Welcome to the free, free of charge and secure XMPP/Jabber server "jabber-germany.de" !
Hier geht es zur deutschen Fassung.
!!! Attention !!!
As a current occasion, I ask all users to read this article about the impending chat control 2.0 - please join!
About:
"jabber-germany.de" provides various services like XMPP, DoH/DoT, NTP/NTS etc. hosted by myself. The main reason I run these services is because I like to be in control of my own data where feasible. The easiest way to accomplish that is to host the services I use. I make them public and maintain them simply because I want to.
Registration:
Due to the increased incidence of spam messages, a registration is required from now on. There are two options available:
- Send an email to the address below with the desired name to be registered. The account will be created as soon as possible and a response with a temporary password will be sent.
Please use this way in case you want to get recovered (or reset) your password at a later stage as this is only way to verify you unambiguously.
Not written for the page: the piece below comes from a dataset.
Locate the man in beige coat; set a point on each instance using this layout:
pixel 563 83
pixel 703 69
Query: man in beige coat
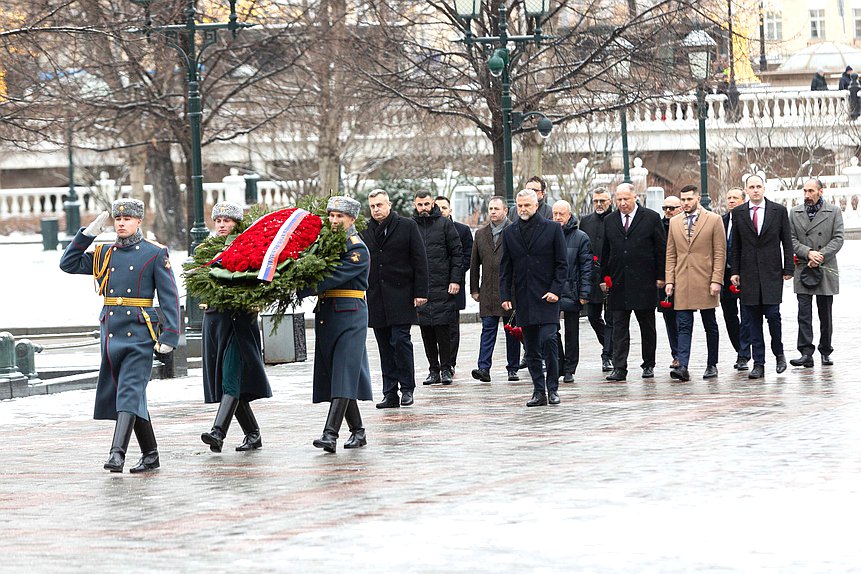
pixel 696 256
- EMail address for registration: jomo <at> morbitzer.de
- PGP/GPG: 4096R/D982BBD6 (12/24/2013)
- Use the web registration form. Please note that resetting the password with this method is not trivial in case of password loss. If in doubt, please select option 1 (see above).
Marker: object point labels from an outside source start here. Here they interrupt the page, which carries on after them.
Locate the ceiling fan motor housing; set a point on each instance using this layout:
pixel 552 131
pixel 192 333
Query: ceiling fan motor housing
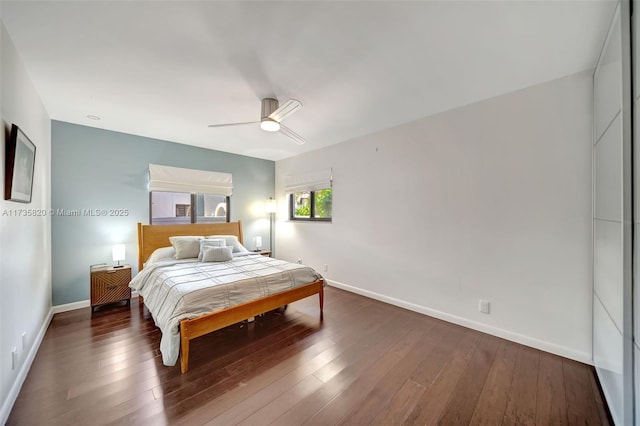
pixel 266 123
pixel 268 106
I hope for your understanding, the fight against spam has become an important issue, and this new method of registration finally helps all users.
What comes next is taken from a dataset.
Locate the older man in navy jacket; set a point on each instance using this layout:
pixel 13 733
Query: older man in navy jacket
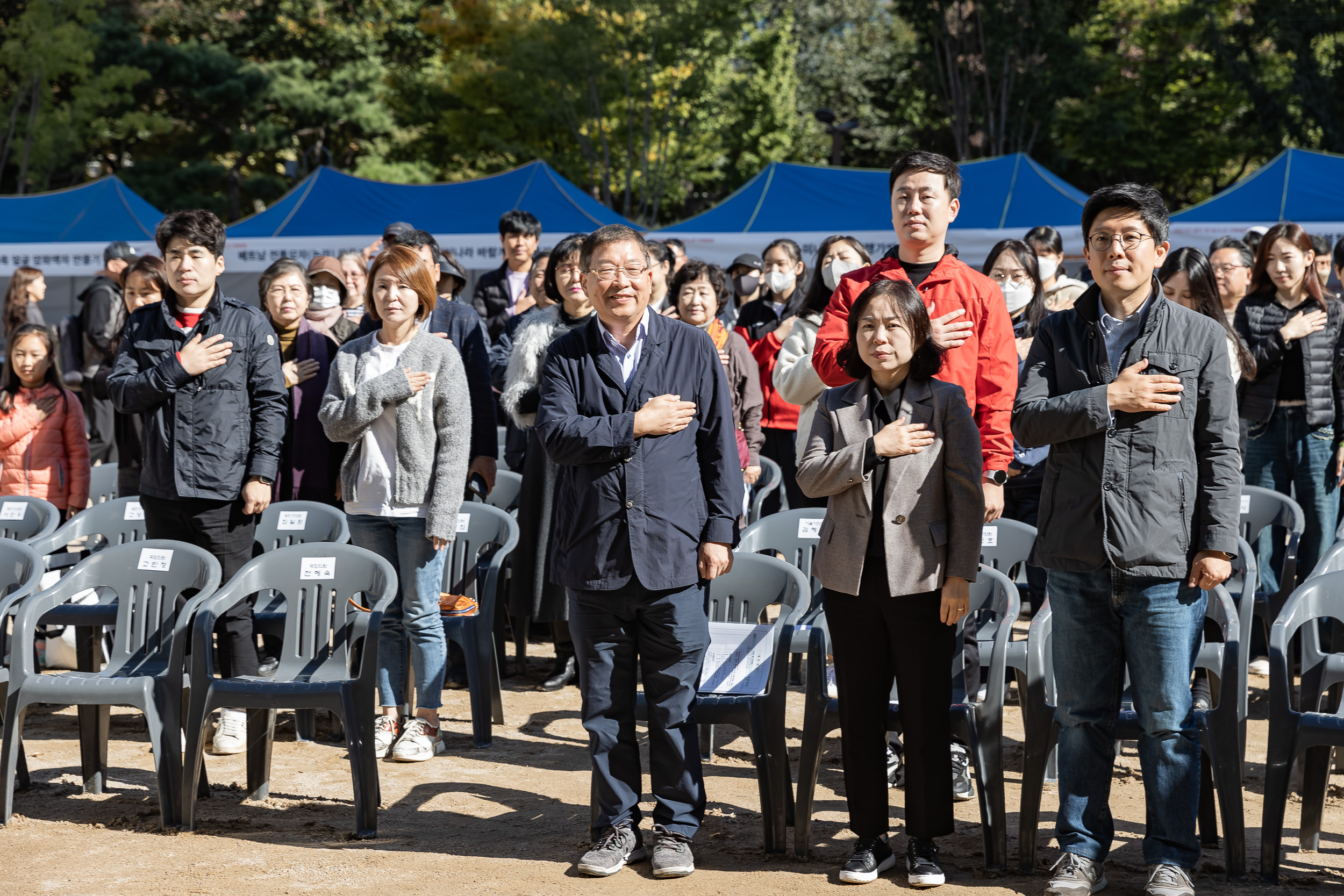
pixel 635 410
By using this server to communicate with third parties you agree that data
will be passed to third parties. Messages sent to other users are subject to policies those users agreed to.
The current configuration is as follows:
- XMPP software version: Prosody 0.12.4
- Activated XEP Modules: XEP-0198, XEP-0280, XEP-0065, XEP-0012, XEP-0092, XEP-0030, XEP-0163, XEP-0199, XEP-0090, XEP-0202, XEP-0054, XEP-0237, XEP-0357, XEP-0191, XEP-0124, XEP-0206, XEP-0352, XEP-0363, XEP-0313, mod_muc_mam, mod_vcard4, mod_vcard_legacy, XEP-0384, csi_battery_saver, XEP-0411, XEP-0410, XEP-0288, XEP-0215, XEP-0045, cloud_notify_filters, cloud_notify_encrypted,firewall,unified_push,pubsub_serverinfo
- Password storage: hashed
- CA: Let's Encrypt
- Certificate Key size 4096
- Certificate sha256 Fingerprint=BA:0A:C1:C6:39:8C:54:93:4F:07:29:22:B9:19:1F:80:53:38:18:2E:B0:52:9A:12:9A:10:37:A0:92:34:9D:23
- OS: Debian Linux 64 Bit
- Server location: Germany
- Hosting provider: Netcup
- Internet link: 2.5 Gbit/s
- Backup procedure: borgbackup, nightly snapshot (external destination)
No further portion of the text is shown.